As H. M. S. Surpries opens, political machinations cost Jack his prize money (earned in the previous book0, and Stephen's cover in Spain is blown. As a result, and also because Stephen is scheming to see his lover Diana again (who has been taken by her keeper Richard Canning to India), Jack takes command of the aged frigate H.M.S. Surprise, and is sent to Cambodia (stopping in India) to deliver the new British envoy to the Sultan of Kampong.
Thus the setup for a long, wonderful, account of the voyage to the Orient and back. The pleasures of this book are remarkably varied: high comedy, such as the famous drunken sloth incident; high adventure, as the men of the Surprise battle not only the South Atlantic at its fiercest, but also the French; and bitter disappointment and even tragedy, in Stephen's seesaw relationship with Diana, as well as Stephen's involvement with a young Indian girl.
The pleasures of this book, however, are not restricted to a fine plot. The ongoing development of the characters of Jack and Stephen, and of their complex and fully described friendship, is a major achievement. In addition, the many minor characters are fascinating: the envoy Mr. Stanhope, Stephen's Indian friend, the various ship's officers and men, other ship captains, and so on. And O'Brian's depiction of the building of an effective crew, the relationship of captain to officers to men, is another fascinating detail, and something he revisits from book to book, as Jack encounters different crews in different circumstances.

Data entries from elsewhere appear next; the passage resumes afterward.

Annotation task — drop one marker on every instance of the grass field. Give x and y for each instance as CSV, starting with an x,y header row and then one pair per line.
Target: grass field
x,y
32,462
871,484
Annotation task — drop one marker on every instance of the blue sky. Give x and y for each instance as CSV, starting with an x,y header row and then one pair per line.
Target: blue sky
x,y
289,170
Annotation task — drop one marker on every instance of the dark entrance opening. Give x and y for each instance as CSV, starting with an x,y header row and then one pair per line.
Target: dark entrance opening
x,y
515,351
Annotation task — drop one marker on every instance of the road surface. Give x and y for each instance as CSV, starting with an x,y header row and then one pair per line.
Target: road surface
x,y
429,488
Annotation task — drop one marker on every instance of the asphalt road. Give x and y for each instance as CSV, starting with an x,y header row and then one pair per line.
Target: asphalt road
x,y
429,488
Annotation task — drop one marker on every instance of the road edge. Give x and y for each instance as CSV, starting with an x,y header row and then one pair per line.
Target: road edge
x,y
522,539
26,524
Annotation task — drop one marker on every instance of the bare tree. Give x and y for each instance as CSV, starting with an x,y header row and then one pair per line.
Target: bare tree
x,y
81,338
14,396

Finally, O'Brian is a fine writer of prose, with a faintly old-fashioned style, well poised to evoke the atmosphere of the time of which he writes to readers of our time, and consistently quotable, in his dry fashion.
Jack and Stephen are heroic in certain aspects of their characters, but they are both multi-faceted characters, with terrible flaws and endearing crotchets in addition to their accomplishments. And they truly come across to this reader as characters of their time, and not 20th Century people cast back into the past. Even Stephen's very contemporary racial and religious attitudes are well-motivated by his background, and expressed in language which reeks wonderfully of his time: "Stuff. I have the greatest esteem for Jews, if anyone can speak of a heterogeneous great body of men in such a meaningless, illiberal way."
I recommend all these books highly. It was with great difficulty the first time through the series that I restrained myself, upon finishing each book, from immediately starting in on the next one.